Across embattled Sudan, hundreds of thousands of people stridently conveyed their message on Sunday to mark the third anniversary of a popular uprising that swept long-serving President Omar al-Bashir out of power. Demonstrators waved banners condemning a recent political deal between Prime Minister Abdalla Hamdok and the military. That change of guard hasn’t really impressed hoipolloi; as in many other countries it can only satisfy the stakeholders.
“No negotiations”, “No partnership” and “No to military rule” were among the banners waved by protesters in Khartoum, the Sudanese capital. It is pretty obvious that it was a robust protest against the change of guard in a swathe of Africa and the role of the military in effecting that change.

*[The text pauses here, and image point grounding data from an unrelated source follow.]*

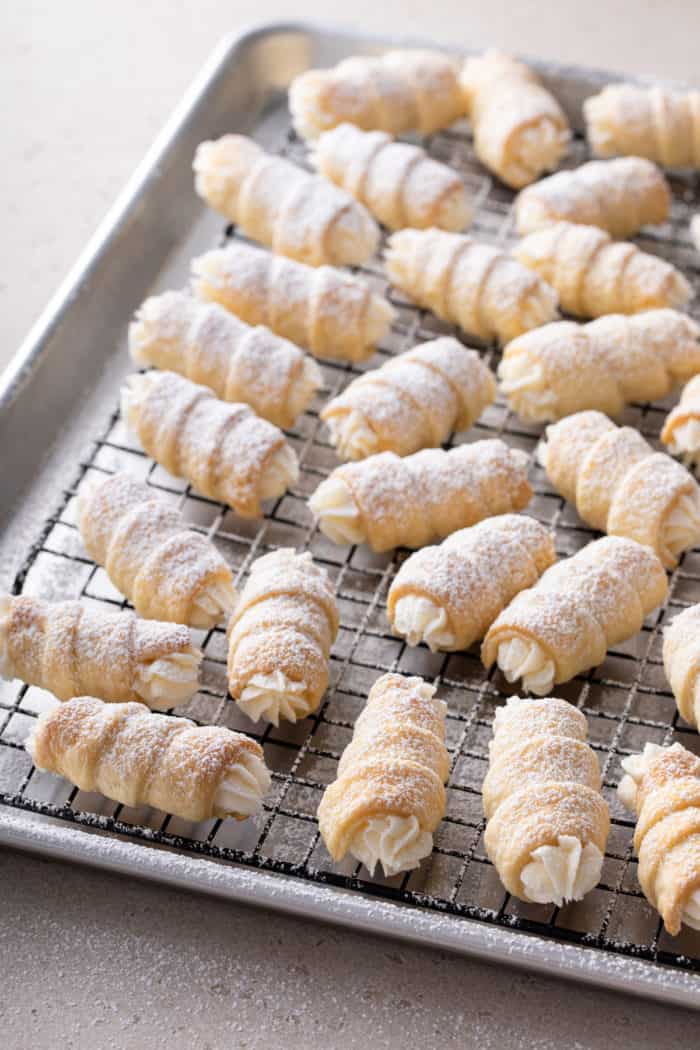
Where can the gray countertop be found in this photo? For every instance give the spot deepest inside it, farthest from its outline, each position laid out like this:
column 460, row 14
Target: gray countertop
column 88, row 960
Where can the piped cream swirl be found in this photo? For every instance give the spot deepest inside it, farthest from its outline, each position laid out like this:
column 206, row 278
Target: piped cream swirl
column 397, row 843
column 561, row 873
column 274, row 696
column 351, row 436
column 527, row 660
column 242, row 789
column 170, row 680
column 417, row 618
column 337, row 512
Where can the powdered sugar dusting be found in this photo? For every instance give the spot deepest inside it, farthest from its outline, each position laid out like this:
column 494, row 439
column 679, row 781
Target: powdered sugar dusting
column 285, row 621
column 469, row 284
column 412, row 501
column 618, row 195
column 475, row 572
column 414, row 400
column 327, row 311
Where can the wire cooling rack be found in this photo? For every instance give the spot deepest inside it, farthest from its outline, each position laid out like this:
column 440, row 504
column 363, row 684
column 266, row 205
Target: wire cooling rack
column 627, row 699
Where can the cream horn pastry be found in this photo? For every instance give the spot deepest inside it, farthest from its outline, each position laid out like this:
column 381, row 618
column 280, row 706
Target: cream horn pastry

“We are protesting today to recall the great days of the revolution and bring down the military rule,” cried a protester at a rally near the presidential palace in Khartoum. It was a double-edged caveat to the present dispensation ~ against the deal per se and the seemingly convenient tie-up with the army. With scarcely any change in the quality of life of the populace, there is today a groundswell of opposition to the coup on its third anniversary. The 24 October coup had led to street protests, almost relentless. Since then, however, Sudan has followed a fragile path towards democracy; the country has been ruled by a joint military-civilian government.
Video footage circulated online purported to show protesters marching on the streets of Khartoum and its twin city of Omdurman, waving the Sudanese flag and white ones with printed images of those killed in the uprising and the attendant protests. Protesters were barred from approaching the presidential palace on the bank of the Blue Nile in the heart of Khartoum and the military headquarters. Palpable has been Sudan’s struggle for democracy.
The equation between the military and the transitional government in Khartoum has been ad hoc at best and fragile at worst. Hamdok, ousted by the generals on October 25, has been shaky. He was of course reinstated last month under international pressure against a deal that envisages an independent technocratic Cabinet under the military, albeit helmed by Hamdok.
Talks are in progress on a new political charter that seeks to establish a broader consensus among all political forces and movements. Addressing Sudanese late on Sunday night, Hamdok warned that the country could slide further into chaos given the forbidding economic and security challenges. Sunday’s upsurge demonstrated that Sudan, on the third anniversary of the uprising, is floundering in search of its moorings.